Escolhas a serem feitas

Moacir dos Anjos defende a expografia da sua edição. “Em cada ‘cidadela’ ou agrupamento denso de salas com formatos diferentes e com alturas de paredes variadas (além de pintadas em três tons distintos de branco), o visitante não possuía um único caminho a tomar, por vezes tendo de fazer opções por um trajeto e abandonar outro, de modo que talvez até não tivesse acesso a algumas das salas da mostra. Assim como na vida, escolhas tinham de ser feitas.”

Lagnado recorda de mudanças ocorridas no decorrer do projeto. “A mostra de Marcel Broodthaers precisava estar no ambiente com ar condicionado porque era um acervo de museu. Minha vontade inicial era colocá-lo na entrada do pavilhão. Sempre trabalho escutando os artistas para compreender, de saída, o que seria a situação ideal. À medida que as obras vão se definindo, imagino diálogos inesperados para estabelecer aproximações malucas, estranhas. Prefiro criar tensões, hiatos, saltos de significados.”

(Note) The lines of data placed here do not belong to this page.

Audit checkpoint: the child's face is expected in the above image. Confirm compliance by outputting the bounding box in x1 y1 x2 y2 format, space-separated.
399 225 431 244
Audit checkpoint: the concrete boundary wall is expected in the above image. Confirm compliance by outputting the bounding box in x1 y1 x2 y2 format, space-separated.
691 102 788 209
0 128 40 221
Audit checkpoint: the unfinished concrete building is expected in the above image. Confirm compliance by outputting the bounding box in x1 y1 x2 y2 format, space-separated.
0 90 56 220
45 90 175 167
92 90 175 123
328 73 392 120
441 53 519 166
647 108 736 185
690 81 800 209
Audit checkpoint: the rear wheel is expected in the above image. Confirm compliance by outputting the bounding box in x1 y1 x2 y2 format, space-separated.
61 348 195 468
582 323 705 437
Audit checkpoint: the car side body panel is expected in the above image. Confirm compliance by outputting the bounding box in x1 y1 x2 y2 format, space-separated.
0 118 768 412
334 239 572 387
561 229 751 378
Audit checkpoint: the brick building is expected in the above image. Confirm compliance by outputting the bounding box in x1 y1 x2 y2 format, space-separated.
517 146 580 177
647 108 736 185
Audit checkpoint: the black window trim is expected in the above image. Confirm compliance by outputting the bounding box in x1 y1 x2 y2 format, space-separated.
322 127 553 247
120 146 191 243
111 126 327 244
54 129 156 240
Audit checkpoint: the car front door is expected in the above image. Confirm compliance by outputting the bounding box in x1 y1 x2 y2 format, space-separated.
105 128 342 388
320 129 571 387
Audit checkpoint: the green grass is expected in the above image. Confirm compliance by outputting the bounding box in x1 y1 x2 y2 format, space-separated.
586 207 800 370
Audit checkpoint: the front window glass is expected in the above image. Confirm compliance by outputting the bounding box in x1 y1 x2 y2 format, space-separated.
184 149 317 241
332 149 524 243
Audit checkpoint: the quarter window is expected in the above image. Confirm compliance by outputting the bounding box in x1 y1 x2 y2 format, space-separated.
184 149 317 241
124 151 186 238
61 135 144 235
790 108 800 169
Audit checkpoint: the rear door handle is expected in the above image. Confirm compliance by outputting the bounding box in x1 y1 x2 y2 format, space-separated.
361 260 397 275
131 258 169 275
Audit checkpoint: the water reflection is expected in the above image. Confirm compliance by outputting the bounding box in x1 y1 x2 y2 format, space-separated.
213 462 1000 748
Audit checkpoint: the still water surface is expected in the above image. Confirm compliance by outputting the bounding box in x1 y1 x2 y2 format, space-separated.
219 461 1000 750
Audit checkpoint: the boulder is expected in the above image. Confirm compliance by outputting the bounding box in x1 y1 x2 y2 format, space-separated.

A expografia realizada pelo arquiteto Martin Corullon para a 30ª edição do evento, com curadoria do venezuelano Luis Pérez-Oramas, foi muito elogiada por profissionais do circuito. “Ao mesmo tempo que fizemos recintos mais reservados e densos de informação, nos espaços fora desses ambientes, os de circulação, quase não havia obras à vista. Esse silêncio visual era importante para permitir alternância entre descanso e foco. O desafio foi conseguir criar, ao mesmo tempo, ambientes reservados e fluidez de percurso. Esse era o nó do projeto”, conta Corullon, que ironiza quem considerou seu trabalho museológico em excesso. “Por ter um trabalho 90% focado em projetos urbanos e de edifícios, tenho a possibilidade de fugir do repertório da expografia tradicional. Em geral, acho-a pesada e careta, sem nenhuma graça construtiva e com poucos recursos arquitetônicos, e sim muito museológicos.”